A pro-choice proponent delivers a dramatic, persuasive argument for abortion.
Feminist poet and award-winning Nation essayist Pollitt (The Mind-Body Problem: Poems, 2009, etc.) succinctly delivers a personalized perspective on an issue that has always been a magnet for controversy. The author believes it is time for an expansive and fair-minded discussion in order to “put abortion back into its context, which is the lives and bodies of women, but also the lives of men, and families, and the children those women already have or will have.” Bolstered by dramatic statistics (“excluding miscarriages, 21 percent of pregnancies end in abortion”), personal interviews and historical references reaching as far back as ancient Greece and Egypt, Pollitt impressively makes her case while admitting that abortion clinics have become increasingly inaccessible and certain “pronatalist pundits” are holding women’s intimately private pregnancy decisions up for public scrutiny.
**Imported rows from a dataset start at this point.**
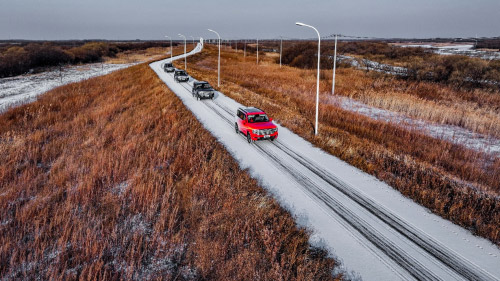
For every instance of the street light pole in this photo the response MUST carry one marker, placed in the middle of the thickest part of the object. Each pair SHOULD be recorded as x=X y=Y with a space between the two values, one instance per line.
x=170 y=46
x=334 y=65
x=317 y=80
x=185 y=60
x=257 y=50
x=281 y=48
x=218 y=62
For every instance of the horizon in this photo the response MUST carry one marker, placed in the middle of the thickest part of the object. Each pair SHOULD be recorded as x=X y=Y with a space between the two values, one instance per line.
x=151 y=20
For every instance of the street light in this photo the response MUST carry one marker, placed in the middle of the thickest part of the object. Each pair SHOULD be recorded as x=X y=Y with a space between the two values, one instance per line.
x=257 y=50
x=281 y=47
x=218 y=62
x=334 y=65
x=170 y=46
x=185 y=60
x=317 y=80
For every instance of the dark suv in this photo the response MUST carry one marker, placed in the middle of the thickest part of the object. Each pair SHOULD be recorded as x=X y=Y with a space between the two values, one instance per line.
x=255 y=124
x=181 y=76
x=168 y=67
x=203 y=90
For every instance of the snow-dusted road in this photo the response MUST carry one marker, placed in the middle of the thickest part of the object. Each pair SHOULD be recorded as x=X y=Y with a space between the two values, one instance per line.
x=378 y=233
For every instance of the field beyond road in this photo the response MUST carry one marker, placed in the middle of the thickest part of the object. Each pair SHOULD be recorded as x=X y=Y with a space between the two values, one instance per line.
x=113 y=178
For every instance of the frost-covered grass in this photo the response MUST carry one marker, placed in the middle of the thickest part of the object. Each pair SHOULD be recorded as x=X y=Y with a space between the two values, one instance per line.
x=458 y=183
x=458 y=49
x=113 y=178
x=25 y=88
x=455 y=134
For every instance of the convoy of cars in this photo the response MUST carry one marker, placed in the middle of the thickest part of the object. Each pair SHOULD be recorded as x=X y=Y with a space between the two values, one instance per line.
x=202 y=90
x=249 y=121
The opposition has definitely made itself known, she asserts, and their movement has gained momentum in recent years. Abortion opponents have reframed their positions, swiveling away from the sexual morality core points to issues of bodily protection concerning a woman’s unborn “zygote/embryo/fetus” and to accusations of “murder.” Pollitt believes the anti-abortion movement has become both physically assaultive and gender-restrictive, stifling the authority women have gained across decades. Aside from discussing the American consensus on abortion rights and dispelling its associated myths, the author structures her arguments around absolutists who base their viewpoints on theocratic religious beliefs, political affiliations, flawed medical information or a general resistance to the progress of women’s liberation movements. She considers abortion an “urgent practical decision that is just as moral as the decision to have a child” and issues a passionate plea for the kind of deep social change necessary to destigmatize it.
Pollitt’s cogent opinion presents potent testimony on a woman’s right to choose.